Cependant, trois cas suspects, sans lien avec l'enfant mort mercredi, ont été placés en quarantaine dans l'unité de traitement d'Ebola de l'hôpital de Bwera. "Des échantillons de sang ont été envoyés à l'Uganda Virus Research Institute (UVRI)", ajoute la ministre dans son communiqué.

Kampala en première ligne face à Ebola

À Kampala, l'annonce des deux premiers morts d'Ebola n'a presque pas été une surprise. Depuis août 2018, date du début de l'épidémie en RD Congo, le pays est en état d'alerte. "L'ouverture de nos frontières aux personnes venant de la RD Congo, où l'épidémie a été confirmée, a rendu inévitable l'anticipation de l'apparition de nouveaux cas en Ouganda", explique Irene Nakasiita, porte-parole de la Croix-Rouge ougandaise, contactée par France 24.

Parmi les mesures préparatoires, "la Croix-Rouge a déployé des centaines de bénévoles pour sensibiliser la population à Ebola. Nous avons aussi [mis en place] des systèmes de surveillance communautaire munis d'ambulances, de manière à ce que chaque cas suspect soit transféré dans un centre d'isolement", précise Irene Nakasiita.

Quelque 4 700 professionnels de santé ont également été vaccinés dans 165 centres de santé, dont celui où a été pris en charge l'enfant décédé mercredi.

Problème des points de passage non officiels

L'Ouganda n'en est pas à sa première épidémie d'Ebola. La plus récente remonte à 2012. En 2000, 200 personnes sont mortes au cours d'une épidémie dans le nord du pays.

Mais dans sa lutte contre le virus, une difficulté persiste : la RD Congo et l'Ouganda partagent 875 kilomètres de frontière difficile à surveiller. Rien qu'au poste-frontière de Mpondwe, dans le sud-ouest de l'Ouganda, quelque 25 000 personnes transitent chaque jour.
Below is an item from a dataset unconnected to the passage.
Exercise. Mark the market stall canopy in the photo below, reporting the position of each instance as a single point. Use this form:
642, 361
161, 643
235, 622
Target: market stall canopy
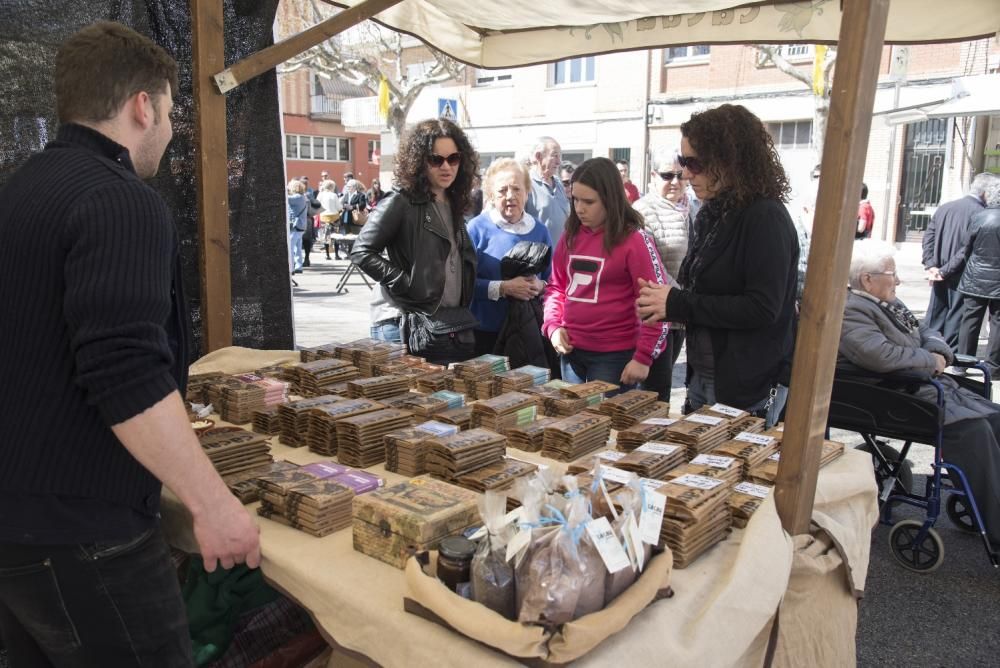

Depuis de nombreux mois, les personnes qui souhaitent entrer en Ouganda doivent se plier à des mesures sanitaires strictes. Les piétons comme les conducteurs doivent passer par une tente équipée d'un scanner thermique qui détecte la fièvre. Le lavage des mains au désinfectant est obligatoire et surveillé par des militaires.

Ces mesures ont vraisemblablement permis d'éviter une propagation plus précoce du virus côté ougandais. Mais pour la ministre de la Santé, Jane Ruth Aceng, le principal défi demeure les points de passage non officiels sur la frontière. Connus sous le nom de "panyas" dans la langue locale, ils se résument souvent à des planches de bois pour franchir la rivière ou un simple sentier dans la forêt, et ne font l'objet d'aucune surveillance.

Pour limiter les risques de propagation, les autorités ougandaises ont décidé de suspendre les marchés jusqu'à nouvel ordre et appelé la population à éviter de se serrer les mains ou de se prendre dans les bras.

Irene Nakasiita partage l'inquiétude de la ministre, mais elle a également d'autres préoccupations. "La période d'incubation d'Ebola varie de 2 à 21 jours. Donc si quelqu'un franchit la frontière et est soumis au dépistage avant que les symptômes se manifestent, il y a un risque que […] le contact avec cette personne mette en danger toute la communauté."